When all was over, we found ourselves blessed with a 5 foot long Mahi Mahi with a guesstimate weight of 50+ pounds.

Thank you Mahi Mahi for your tremendous spirit.

Challenge | To ALLCruisers and Beach Bums | To Help | Save Our Sea Life and Beaches

The Captain and I were flabbergasted when we arrived at the Jumentos and caught a glimpse of the plastic trash that covered the beaches. Yes we are aware that most ocean side beaches have all sorts of trash on them but here it is mostly plastic rubbish. It is atrocious the amount of plastic that litters these beautiful uninhabited island beaches. We all realize that plastic takes years and years to be broken down as well as they kill humongous amounts of sea life.
There is a massive whale skeleton on exhibit at Warderick Wells, the cause of death for this magnificent creature....suffocation from a plastic grocery bag.
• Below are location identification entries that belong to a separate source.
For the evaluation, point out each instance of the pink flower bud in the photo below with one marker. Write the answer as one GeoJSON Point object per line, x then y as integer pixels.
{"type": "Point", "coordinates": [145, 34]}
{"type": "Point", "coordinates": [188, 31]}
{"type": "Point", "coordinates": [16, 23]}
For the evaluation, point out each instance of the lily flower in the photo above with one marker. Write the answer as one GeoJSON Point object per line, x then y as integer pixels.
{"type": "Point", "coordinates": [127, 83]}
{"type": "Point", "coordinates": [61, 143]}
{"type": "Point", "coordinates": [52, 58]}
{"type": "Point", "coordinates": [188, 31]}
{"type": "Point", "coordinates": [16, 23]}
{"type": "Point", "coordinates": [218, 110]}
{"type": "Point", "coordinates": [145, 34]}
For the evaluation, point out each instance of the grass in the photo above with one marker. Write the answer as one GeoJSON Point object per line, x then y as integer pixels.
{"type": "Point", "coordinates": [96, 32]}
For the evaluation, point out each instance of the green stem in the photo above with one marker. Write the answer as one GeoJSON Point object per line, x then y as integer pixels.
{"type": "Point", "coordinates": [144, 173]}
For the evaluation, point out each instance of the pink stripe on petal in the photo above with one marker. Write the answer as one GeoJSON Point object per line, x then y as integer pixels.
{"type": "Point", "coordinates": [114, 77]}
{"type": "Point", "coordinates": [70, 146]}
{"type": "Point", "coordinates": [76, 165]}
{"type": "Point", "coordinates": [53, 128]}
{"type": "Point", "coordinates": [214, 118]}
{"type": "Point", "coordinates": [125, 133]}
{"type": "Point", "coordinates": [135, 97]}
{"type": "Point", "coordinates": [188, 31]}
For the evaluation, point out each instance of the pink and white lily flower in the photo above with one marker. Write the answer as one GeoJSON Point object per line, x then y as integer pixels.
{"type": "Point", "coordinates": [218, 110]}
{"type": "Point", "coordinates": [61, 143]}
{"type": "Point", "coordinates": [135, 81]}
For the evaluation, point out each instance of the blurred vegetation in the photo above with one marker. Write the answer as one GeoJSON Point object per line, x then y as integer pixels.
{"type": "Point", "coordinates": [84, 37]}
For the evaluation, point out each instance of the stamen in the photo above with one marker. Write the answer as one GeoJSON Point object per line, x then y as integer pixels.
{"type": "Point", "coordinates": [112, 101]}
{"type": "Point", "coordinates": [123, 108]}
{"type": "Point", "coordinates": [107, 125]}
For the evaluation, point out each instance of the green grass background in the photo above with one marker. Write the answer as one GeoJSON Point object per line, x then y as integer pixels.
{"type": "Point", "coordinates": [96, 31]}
We as a people must come to the place within ourselves where we find this very disheartening as this is a conundrum that cannot be allowed to continue. We must come to the understanding that we hold the key to the future of our home, this wonderful planet that we were gifted.
As cruisers we should always remember to dispose of our garbage appropriately to protect our planet for the next generation to follow us.
The proper way to dispose of garbage in remote uninhabited island areas is to burn it and then bury the remains.
The Captain and I had our own garbage bag of trash from Mary Rose that required burning so we gathered it up and jumped in our go fast dinghy to the nearest beach. As our own trash burnt we gathered all
the trash within a 200x200 sq ft area and threw it in with our trash.
Yes it wasn’t a large area but if everyone out here cruising would do this small mission just think of what the impact could be!

Our challenge is when you visit a unpopulated area and need to dispose of your garbage by beach burning,
as you burn your own garbage gather items from the beach and add it to your pile, especially the plastic items.

Our children and grandchildren will thank us one day as we retain ownership and accountability for our planet!